[FEATURE] A standing list of file extensions/file types that should be compressed
Is your feature request related to a problem? Please describe
Somewhat related to a problem, but also at the same time not really. I totally agree with compressed files should be used.
Where applicable, the usage and generation of compressed files SHOULD be enforced as input and output, respectively:
*.fastq.gz and NOT *.fastq
*.bam and NOT *.sam
I'm just not sure where to draw the line. The big ones (FASTQ and BAM) are straight forward, but I think it becomes more difficult for things like BLAST results, genome annotations, log files, etc...
I started a conversation in Slack, but think putting it here might be better.
Describe the solution you'd like
I'm wondering if there could be a standing list of extensions that should be compressed. Here's an example using Prokka outputs:
.err failed annotations
.faa proteins fasta
.ffn genes fasta
.fna contigs
.fsa contigs
.gbk genbank file
.gff gff3 annotations
.log prokka outputs
.sqn sequin file
.tbl tbl2asn file
.tsv tsv of annotations
.txt annotation stats
I think most of these should be compressed, especially the FASTA ones. This is where I think a standing list of extensions, or maybe file types (e.g. sequences in FASTA format), would be useful as a guide and make the choice easier on submitters.
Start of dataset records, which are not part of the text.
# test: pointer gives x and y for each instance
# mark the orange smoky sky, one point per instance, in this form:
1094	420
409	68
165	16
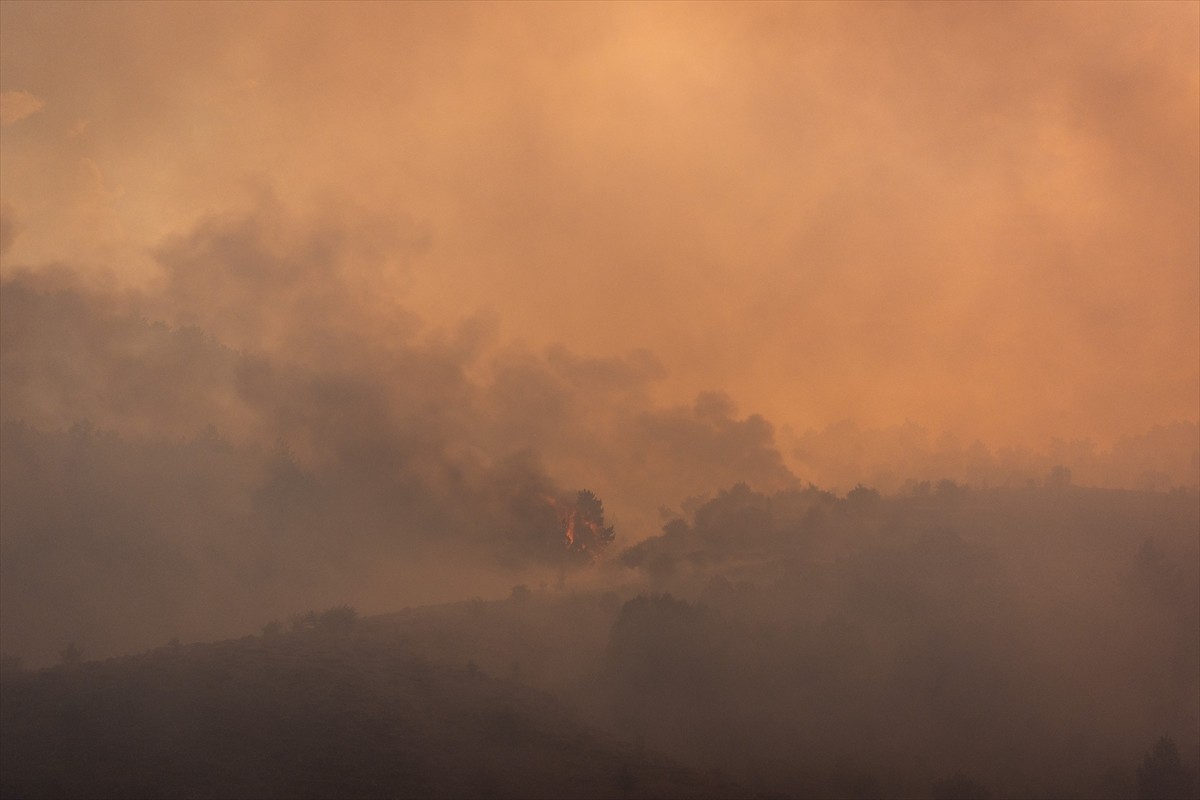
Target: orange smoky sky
981	217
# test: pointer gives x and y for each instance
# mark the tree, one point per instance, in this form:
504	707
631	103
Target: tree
337	619
1163	776
72	656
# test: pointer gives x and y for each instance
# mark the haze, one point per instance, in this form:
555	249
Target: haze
977	217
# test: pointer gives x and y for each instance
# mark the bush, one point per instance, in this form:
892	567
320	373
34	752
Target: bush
72	656
337	619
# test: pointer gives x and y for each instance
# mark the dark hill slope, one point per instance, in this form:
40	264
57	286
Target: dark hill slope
305	716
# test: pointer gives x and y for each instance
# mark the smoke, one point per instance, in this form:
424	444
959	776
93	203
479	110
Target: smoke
343	294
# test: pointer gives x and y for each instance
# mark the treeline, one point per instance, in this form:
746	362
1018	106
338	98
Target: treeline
1031	642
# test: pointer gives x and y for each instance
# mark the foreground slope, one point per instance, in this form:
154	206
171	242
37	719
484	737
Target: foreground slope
306	716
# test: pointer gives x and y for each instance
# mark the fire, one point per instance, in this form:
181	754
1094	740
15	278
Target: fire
582	523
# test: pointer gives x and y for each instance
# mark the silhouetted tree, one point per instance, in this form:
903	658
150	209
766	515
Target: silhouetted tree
337	619
1163	776
71	656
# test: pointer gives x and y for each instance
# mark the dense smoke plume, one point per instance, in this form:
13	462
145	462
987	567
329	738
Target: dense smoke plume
321	306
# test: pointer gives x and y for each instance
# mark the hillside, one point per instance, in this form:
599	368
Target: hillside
312	715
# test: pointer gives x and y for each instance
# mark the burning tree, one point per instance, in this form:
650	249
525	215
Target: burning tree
581	524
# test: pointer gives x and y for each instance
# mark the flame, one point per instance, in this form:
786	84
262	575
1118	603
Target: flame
568	517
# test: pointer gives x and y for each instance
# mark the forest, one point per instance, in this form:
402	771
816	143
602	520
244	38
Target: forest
948	642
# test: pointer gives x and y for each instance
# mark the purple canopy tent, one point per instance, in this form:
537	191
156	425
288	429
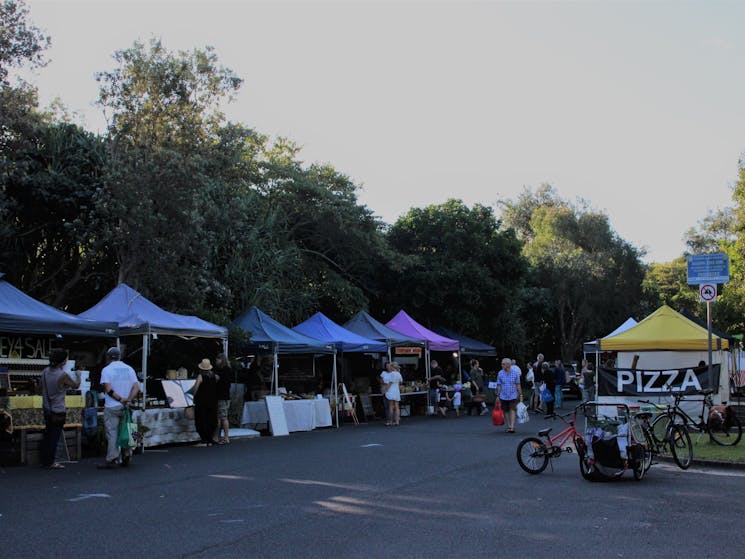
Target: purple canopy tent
403	323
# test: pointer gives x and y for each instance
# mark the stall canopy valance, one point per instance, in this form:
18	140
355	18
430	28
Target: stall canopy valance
135	314
365	325
20	313
403	323
266	333
591	347
323	328
468	346
662	330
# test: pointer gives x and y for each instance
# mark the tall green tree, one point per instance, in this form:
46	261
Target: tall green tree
462	270
588	278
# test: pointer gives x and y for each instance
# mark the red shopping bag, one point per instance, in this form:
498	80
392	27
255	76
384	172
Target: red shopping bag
497	416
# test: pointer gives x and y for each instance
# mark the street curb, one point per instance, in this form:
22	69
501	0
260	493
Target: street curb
723	464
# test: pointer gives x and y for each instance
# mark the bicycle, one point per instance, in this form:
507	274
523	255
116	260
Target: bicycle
533	454
666	432
719	422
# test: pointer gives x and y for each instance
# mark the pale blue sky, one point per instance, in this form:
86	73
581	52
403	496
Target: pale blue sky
638	107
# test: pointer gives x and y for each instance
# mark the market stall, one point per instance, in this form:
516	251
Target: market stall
28	331
140	317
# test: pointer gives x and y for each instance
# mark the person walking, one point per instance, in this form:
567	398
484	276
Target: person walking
224	373
509	392
205	403
560	380
120	387
54	384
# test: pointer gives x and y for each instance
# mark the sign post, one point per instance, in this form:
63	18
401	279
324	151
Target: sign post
707	270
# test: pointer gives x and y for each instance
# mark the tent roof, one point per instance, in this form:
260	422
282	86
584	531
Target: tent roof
366	326
403	323
267	333
22	314
662	330
323	328
588	347
136	314
468	346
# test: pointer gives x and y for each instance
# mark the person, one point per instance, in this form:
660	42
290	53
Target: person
508	393
457	399
588	383
393	395
224	373
443	400
560	379
385	382
529	386
435	378
205	403
120	387
477	387
550	382
54	384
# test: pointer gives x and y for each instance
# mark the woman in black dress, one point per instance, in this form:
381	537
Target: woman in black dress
205	403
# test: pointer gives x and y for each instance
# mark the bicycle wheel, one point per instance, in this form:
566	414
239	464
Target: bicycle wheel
680	446
531	455
725	433
585	466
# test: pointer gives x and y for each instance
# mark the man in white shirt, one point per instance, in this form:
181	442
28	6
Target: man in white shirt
120	387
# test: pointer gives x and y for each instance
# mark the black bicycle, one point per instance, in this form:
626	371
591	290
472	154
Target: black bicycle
719	422
666	433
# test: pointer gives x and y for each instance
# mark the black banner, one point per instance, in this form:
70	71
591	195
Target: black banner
647	382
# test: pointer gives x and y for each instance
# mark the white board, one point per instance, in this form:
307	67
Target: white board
276	412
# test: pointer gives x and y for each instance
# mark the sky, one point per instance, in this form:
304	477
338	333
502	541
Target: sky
636	107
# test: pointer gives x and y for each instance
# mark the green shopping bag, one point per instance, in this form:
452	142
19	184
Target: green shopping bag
127	430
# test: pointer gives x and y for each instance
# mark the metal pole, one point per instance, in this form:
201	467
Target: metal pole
708	325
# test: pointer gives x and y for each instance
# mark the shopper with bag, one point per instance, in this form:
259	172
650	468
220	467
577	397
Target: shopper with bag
120	387
54	384
509	392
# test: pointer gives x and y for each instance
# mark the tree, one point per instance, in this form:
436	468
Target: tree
164	114
461	270
588	277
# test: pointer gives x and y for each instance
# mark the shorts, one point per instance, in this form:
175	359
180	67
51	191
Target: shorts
222	409
508	405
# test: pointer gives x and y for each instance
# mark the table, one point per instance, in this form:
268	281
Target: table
302	415
166	425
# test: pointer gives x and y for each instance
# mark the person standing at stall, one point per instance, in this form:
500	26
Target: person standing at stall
54	384
205	403
224	374
120	387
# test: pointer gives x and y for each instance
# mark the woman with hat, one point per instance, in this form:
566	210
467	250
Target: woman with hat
205	403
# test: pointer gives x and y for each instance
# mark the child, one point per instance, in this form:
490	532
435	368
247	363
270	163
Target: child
443	400
457	400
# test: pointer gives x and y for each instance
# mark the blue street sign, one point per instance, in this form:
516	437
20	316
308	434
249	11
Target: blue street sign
708	268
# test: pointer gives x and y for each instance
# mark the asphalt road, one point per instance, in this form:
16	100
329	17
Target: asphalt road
430	488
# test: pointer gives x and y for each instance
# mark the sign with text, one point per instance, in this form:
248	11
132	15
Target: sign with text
648	382
24	347
707	268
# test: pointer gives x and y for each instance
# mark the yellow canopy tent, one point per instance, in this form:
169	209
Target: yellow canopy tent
663	330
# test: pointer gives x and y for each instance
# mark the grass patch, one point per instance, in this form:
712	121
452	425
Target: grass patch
705	449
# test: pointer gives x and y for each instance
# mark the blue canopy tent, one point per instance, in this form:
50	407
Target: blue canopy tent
135	315
266	333
366	326
20	313
321	327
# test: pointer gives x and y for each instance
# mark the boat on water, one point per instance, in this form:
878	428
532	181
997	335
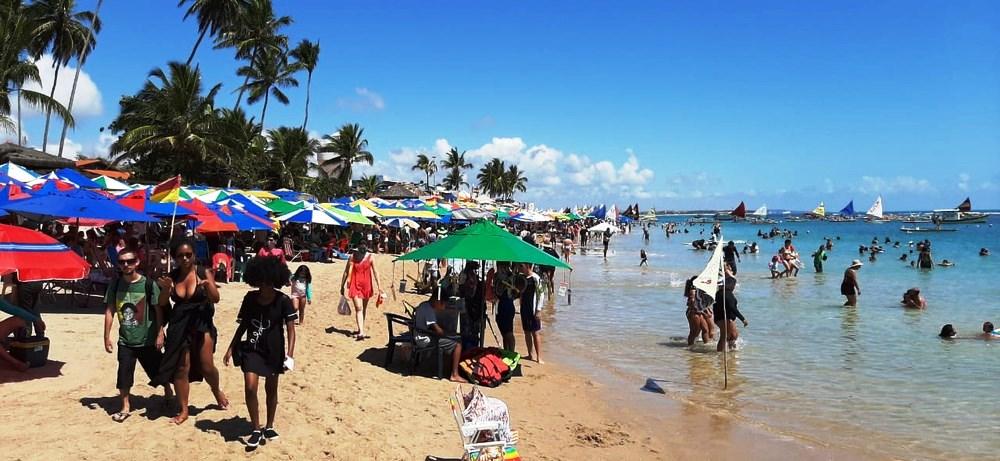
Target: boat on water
915	229
962	214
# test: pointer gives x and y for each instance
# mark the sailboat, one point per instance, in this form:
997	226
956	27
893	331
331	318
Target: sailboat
875	212
962	214
845	214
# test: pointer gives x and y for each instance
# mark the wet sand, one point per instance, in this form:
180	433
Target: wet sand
340	403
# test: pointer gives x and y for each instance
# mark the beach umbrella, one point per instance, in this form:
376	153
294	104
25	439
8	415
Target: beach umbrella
18	172
75	204
312	215
484	241
401	222
35	256
108	183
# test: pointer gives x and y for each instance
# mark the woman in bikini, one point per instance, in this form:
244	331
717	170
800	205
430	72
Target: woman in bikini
357	283
191	336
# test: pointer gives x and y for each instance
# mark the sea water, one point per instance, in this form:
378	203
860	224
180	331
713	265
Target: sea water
875	377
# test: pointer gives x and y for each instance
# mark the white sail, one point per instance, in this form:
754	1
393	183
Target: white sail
708	280
876	210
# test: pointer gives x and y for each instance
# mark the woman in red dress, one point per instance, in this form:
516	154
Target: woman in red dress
358	276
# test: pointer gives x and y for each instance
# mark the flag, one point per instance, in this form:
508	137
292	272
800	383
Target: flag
708	280
167	191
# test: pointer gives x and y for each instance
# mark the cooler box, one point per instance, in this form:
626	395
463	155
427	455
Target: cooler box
34	350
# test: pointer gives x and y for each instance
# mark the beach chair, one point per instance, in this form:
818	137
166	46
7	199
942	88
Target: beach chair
291	253
484	428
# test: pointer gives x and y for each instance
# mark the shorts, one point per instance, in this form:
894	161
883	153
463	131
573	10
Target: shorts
530	323
505	316
148	356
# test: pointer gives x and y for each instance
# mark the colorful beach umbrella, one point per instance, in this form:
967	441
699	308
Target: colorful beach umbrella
35	256
484	241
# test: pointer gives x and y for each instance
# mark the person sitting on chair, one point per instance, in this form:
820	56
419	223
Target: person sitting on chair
426	326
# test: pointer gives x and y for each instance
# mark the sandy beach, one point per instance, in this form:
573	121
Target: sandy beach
340	403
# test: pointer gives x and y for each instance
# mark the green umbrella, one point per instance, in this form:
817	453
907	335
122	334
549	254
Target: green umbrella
484	241
281	207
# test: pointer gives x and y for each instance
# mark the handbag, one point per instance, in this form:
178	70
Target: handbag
343	308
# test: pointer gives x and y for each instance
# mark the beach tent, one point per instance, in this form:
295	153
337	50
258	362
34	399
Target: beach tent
313	215
75	177
108	183
18	172
484	241
35	256
603	227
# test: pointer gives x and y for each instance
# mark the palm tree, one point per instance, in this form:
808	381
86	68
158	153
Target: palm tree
65	34
514	181
17	67
76	77
268	73
350	146
455	162
169	127
425	164
289	151
254	32
306	56
213	17
491	177
368	186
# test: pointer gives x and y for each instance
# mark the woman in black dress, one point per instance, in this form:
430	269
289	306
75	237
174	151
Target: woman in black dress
259	347
189	342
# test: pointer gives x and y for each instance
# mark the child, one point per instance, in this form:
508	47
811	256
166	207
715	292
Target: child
264	352
301	291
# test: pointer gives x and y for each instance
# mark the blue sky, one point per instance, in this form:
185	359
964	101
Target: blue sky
669	104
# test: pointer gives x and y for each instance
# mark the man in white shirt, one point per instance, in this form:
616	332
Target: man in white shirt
427	330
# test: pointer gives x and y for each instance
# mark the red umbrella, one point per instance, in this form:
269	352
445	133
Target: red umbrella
36	256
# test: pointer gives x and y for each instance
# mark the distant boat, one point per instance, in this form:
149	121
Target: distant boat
876	210
962	214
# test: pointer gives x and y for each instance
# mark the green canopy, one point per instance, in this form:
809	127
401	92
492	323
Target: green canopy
485	241
279	206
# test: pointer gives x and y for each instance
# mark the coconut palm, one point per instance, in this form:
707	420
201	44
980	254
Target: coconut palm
306	56
268	73
514	181
455	162
64	33
169	127
425	164
213	17
76	77
289	152
349	146
255	31
368	186
17	68
491	177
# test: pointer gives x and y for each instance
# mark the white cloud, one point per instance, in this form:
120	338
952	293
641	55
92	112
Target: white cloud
364	100
87	102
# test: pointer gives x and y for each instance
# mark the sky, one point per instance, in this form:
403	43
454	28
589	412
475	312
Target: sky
674	105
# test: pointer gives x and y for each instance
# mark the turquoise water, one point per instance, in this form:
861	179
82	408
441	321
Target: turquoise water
875	377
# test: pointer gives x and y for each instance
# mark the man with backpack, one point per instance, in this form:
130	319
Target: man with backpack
133	298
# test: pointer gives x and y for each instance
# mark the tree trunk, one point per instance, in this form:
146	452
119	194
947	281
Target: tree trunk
79	66
267	94
20	140
48	112
196	45
308	90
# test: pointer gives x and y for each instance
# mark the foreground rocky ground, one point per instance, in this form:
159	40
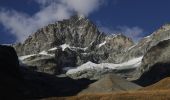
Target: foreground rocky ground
158	91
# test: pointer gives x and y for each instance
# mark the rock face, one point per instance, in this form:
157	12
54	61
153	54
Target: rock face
76	41
9	61
10	73
155	64
146	43
70	43
108	84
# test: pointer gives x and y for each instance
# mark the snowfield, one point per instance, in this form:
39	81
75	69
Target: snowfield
25	57
134	63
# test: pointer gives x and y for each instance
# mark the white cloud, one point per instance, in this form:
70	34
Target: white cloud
22	25
136	33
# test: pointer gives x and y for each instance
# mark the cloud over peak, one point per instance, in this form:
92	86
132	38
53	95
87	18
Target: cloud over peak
22	25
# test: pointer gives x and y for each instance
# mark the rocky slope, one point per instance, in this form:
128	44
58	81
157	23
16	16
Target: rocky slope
70	43
75	44
108	84
155	64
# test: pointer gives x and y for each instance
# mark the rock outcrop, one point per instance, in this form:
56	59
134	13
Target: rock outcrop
70	43
109	83
155	64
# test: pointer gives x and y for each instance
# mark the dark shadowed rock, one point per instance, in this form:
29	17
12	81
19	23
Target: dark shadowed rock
9	61
155	64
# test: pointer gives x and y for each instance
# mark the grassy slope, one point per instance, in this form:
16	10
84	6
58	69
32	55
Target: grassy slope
157	91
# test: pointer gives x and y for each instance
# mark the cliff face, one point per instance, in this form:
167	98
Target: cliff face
76	42
70	43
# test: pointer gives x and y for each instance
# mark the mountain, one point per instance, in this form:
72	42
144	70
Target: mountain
108	84
155	64
77	48
70	43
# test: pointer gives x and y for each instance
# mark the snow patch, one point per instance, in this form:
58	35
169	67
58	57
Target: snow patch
25	57
45	53
81	16
134	63
64	46
53	49
102	44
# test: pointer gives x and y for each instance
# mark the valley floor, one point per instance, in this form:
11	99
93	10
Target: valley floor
131	95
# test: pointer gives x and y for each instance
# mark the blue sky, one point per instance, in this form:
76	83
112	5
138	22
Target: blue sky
134	18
Here's a working list (big overlap with Prokka):
.aln alignment
.fa fasta
.faa proteins fasta
.fasta fasta
.fastq fastq
.fq fastq
.ffn genes fasta
.fna contigs
.fsa contigs
.gbk genbank file
.gfa assembly graph
.gff gff3 annotations
.sqn sequin file
.tbl tbl2asn file
.vcf variants
And how they should be compressed.
Some files apparently benefit from being compressed with bgzip (from htslib toolkit) but that requires including it into the containers which is extra effort to maintain (see https://github.com/nf-core/modules/pull/1360#discussion_r816570773).
If we have such a list, we could add a function to pytest-workflow which warns/fails if such a file was generated and not compressed.
Hi there!
We’ve noticed there hasn’t been much activity here. Are you still planning on working on this? If not, you can ignore this message and we’ll close your issue in about 2 weeks. If you think this is still relevant, you can also add it to the hackathon2023 project board.
Cheers the nf-core maintainers
@rpetit3 Hello! Where did you envisage this list being placed? On the website or just in this ticket for now, until it's made part of pytest-workflow?
We can probably keep this open, but this needs to go on the website / docs I think @mashehu
Would this be better as a linting warning? Something nf-core tools could test for?
I would argue, just having this as a list on the website is not going to help so much as it would be quite easy to skim over it and miss it. Having a file with file extensions that nf-core tools references and produces warnings for might be more useful.